## How to get probabilities wrong

2010-01-30

A couple of days ago, one of my friends asked me to calculate some probability related to Texas hold’em. The probability he wanted to calculate was quite simple, but exactly this is the problem. The easier it looks to calculate, the more opportunities for mistake. This reverse can be also true, if it’s hard to calculate you probably won’t even try.

The problem is the following: given that the 2 cards you have in your hand are of the same suit, what is the probability that you will get 4 cards of the same suit after the flop.

Since people learn from their mistakes, but smart people learn from other people’s mistakes, lets see how to calculate this probability. The way it works is that you know 2 cards so you have 50 left. Now, it can be argued that the other players have each 2 cards too, thus it will be less than 50 cards in the game. But from your point of view it really doesn’t matter if the other players have cards or how many players are there. Imagine the following scenarios:

• You have a pack of 52 cards. You give yourself 2 cards, then you draw some cards and just leave them on the table, then you draw 3 more and put them face up (the flop in Texas hold’em). Here it is obvious that you have 50 cards and you just draw 3 of them randomly
• You have a pack of 52 cards. You give 2 cards to you and a number of other players and then draw 3 more and place them face up. There is no difference in the way the cards are drawn compared to the previous scenario.

Of course if you would knew the cards of the other players you could calculate more accurately the probability that we’re looking for. But based only on the knowledge of your 2 cards you can use the first scenario regardless of the number of players at the table. It’s the same as if you have a dice. If you just know it’s just a dice you can say the probability to get the number 1 is 1/6. But if you would know in detail the mass distribution of the material of the dice, the initial position of the dice, and the initial force and moment you could give a more accurate probability to get number 1. But this is already getting into the philosophy of probability so lets leave this for another post.

So we have 50 cards and we draw 3 of them. This means C(50, 3) is the total number of outcomes. But we already have 2 card of a particular suit and we want 2 more of the same suit. Since we are left with 11 cards of our suit of interest in the rest of the cards, and we want any 2 of them that means C(11, 2) favorable outcomes. And for the third card in the flop we can have anything else, so that means 50 – 2 = 48 outcomes. This gives us:

$p = \frac{C(11, 2) \cdot 49}{C(50, 3)} = 13.47\%$

(Un)fortunately we had the right result, and it wasn’t what we got.

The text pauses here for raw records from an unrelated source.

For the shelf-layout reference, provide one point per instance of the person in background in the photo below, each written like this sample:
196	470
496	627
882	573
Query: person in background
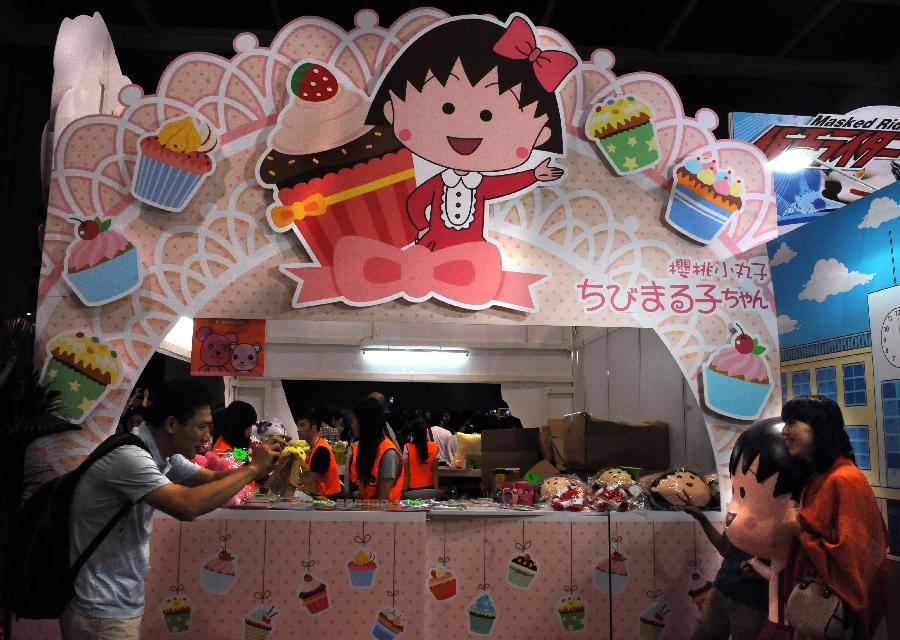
445	440
330	425
379	467
385	407
320	460
420	458
231	427
506	420
135	411
346	419
109	589
839	530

The mistake was that for the third card we multiplied by the number of cards remaining in the deck. However there are cards of the same suit after we draw the 4 we were interested in. So what we calculated was the probability to get 4 or 5 cards of the same suit after the flop. The requirement was to calculate the probability to get only 4 cards of the same suit.

So the correct answer if that for the third card we can have any card of another suit. That means 39 outcomes giving the right result of:

$p = \frac{C(11, 2) \cdot 39}{C(50, 3)} = 10.94\%$